While no official number has come out as to how many out-of-towners will visit the area, past numbers can give economists an insight into just how much capital will flow into the area.
"The numbers in terms of room nights, is anywhere from 60,000 to 100,000 room nights that are booked in connection with this event," said Larry Needle, executive director of the Philadelphia Sports Congress, part of the Philadelphia Convention and Visitors Bureau. "When [the U.S. Open] was in D.C. in 2011, which we think it's a good comparison, they booked over 90,000 nights. It gives you an idea of the magnitude of this event at the end of the day.
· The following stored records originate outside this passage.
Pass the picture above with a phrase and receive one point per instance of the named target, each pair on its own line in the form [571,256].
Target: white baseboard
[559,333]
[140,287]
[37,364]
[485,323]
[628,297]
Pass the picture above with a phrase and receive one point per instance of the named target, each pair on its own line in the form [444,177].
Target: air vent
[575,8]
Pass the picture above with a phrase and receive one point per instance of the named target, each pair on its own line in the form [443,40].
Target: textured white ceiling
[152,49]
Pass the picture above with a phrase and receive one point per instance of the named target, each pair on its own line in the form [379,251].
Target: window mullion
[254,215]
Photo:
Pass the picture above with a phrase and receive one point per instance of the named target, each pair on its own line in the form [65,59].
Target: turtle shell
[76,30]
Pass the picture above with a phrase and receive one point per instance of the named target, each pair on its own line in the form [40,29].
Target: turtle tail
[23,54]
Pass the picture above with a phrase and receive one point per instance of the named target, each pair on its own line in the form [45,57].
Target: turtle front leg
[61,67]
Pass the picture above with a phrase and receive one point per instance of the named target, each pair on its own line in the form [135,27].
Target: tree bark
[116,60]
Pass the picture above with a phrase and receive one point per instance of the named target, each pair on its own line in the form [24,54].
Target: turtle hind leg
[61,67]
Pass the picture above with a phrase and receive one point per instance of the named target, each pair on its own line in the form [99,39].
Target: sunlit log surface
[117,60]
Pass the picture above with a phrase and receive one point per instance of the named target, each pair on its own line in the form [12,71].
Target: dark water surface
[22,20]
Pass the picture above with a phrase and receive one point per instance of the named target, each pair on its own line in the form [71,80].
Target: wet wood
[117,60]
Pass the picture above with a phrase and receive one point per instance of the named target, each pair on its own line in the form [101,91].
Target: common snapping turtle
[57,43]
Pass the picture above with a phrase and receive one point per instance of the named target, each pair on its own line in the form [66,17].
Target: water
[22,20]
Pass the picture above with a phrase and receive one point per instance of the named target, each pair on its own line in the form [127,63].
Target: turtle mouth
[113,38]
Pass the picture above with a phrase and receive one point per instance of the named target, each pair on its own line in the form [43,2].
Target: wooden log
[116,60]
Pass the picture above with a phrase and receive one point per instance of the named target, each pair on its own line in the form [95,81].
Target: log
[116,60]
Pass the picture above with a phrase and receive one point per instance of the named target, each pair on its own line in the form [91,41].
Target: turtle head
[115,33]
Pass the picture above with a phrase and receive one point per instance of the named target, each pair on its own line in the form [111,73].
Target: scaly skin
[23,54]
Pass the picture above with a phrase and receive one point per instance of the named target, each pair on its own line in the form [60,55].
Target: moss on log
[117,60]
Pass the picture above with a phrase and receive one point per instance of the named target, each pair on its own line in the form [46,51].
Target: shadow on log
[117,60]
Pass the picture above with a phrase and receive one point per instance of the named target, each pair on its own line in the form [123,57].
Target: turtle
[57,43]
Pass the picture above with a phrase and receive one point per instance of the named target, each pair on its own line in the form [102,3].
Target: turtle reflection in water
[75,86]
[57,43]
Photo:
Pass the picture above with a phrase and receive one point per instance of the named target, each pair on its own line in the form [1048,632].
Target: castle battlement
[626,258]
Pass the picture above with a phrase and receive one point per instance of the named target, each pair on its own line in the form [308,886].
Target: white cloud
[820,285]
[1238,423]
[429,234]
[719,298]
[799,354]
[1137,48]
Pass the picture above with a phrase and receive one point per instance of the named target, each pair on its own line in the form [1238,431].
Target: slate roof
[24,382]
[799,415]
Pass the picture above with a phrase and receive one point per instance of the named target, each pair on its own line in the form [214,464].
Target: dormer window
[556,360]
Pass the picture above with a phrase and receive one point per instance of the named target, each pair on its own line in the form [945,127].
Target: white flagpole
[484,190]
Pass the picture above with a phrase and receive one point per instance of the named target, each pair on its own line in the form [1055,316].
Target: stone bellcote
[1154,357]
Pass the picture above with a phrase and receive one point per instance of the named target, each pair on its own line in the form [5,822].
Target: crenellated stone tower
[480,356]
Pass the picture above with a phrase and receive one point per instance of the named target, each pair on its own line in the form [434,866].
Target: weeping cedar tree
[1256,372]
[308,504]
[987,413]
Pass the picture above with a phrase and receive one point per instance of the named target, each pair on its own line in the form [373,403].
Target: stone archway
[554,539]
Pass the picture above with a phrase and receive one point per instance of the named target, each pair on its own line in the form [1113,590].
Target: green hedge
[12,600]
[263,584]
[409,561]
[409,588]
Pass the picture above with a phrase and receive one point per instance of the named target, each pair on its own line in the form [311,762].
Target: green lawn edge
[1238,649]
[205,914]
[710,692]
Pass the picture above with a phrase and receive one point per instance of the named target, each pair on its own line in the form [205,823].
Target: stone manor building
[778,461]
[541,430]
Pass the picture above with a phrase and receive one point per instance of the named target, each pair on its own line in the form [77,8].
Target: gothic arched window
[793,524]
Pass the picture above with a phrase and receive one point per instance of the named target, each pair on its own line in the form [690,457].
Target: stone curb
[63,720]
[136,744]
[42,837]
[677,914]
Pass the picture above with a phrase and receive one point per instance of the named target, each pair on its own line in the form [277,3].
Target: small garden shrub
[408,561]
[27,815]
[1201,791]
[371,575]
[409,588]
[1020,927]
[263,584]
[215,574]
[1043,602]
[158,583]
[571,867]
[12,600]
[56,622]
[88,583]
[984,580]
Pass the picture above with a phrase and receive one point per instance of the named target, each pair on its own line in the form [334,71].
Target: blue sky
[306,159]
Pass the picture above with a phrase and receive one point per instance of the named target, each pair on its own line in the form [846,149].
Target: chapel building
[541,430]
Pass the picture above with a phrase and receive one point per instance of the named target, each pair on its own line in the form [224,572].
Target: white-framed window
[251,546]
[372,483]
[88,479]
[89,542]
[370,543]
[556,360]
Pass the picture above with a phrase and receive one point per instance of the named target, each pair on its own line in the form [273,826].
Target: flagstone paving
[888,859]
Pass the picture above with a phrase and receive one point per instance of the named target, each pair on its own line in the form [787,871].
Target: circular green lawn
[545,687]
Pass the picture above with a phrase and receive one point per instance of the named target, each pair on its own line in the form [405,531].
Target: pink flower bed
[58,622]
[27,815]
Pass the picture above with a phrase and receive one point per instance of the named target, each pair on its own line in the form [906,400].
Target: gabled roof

"Obviously, the numbers are staggering. It's a great opportunity for the fans from the area to experience something like this. Obviously, it has been a long time since a major golf tournament or any kind of global event of this magnitude has come here."
Visitors have flocked from all over the country for the U.S. Open. They have been invited to get in on the action via social media. Special hashtags have been set up on Twitter by the Philadelphia Convention & Visitors Bureau/Philadelphia Sports Congress to help visitors find deals in the area.
While this happens for every U.S. Open, it is surprising just how much money people are spending, given that ticket sales were capped at about 10,000 fewer per day than at the Olympic Club in San Francisco last year. Attendance at Merion Golf Club this week is about 25,000 per day.
"The economy, the general recovery, helps these kinds of things. I think it is a little bit of a rising tide lifts all boats," Hubbard said. "As the economy recovers in this area, people feel that they have the disposable income to spend on a ticket."
Then, of course, there is the mystique of Merion that draws people to the U.S. Open this year. Mark Giuliani traveled from Hanford, Calif., to see the best golfers in the world vie for the national championship.
"This is the greatest golf course in the United States," Giuliani said. "There is no chance that I am going to miss the U.S. Open on a golf course where Bobby Jones finished the Grand Slam or Ben Hogan hit the 1-iron on 18."
Whether it is the draw of Merion, or simply the U.S. Open, people are flocking to Philadelphia, and boosting the city's economy in the process.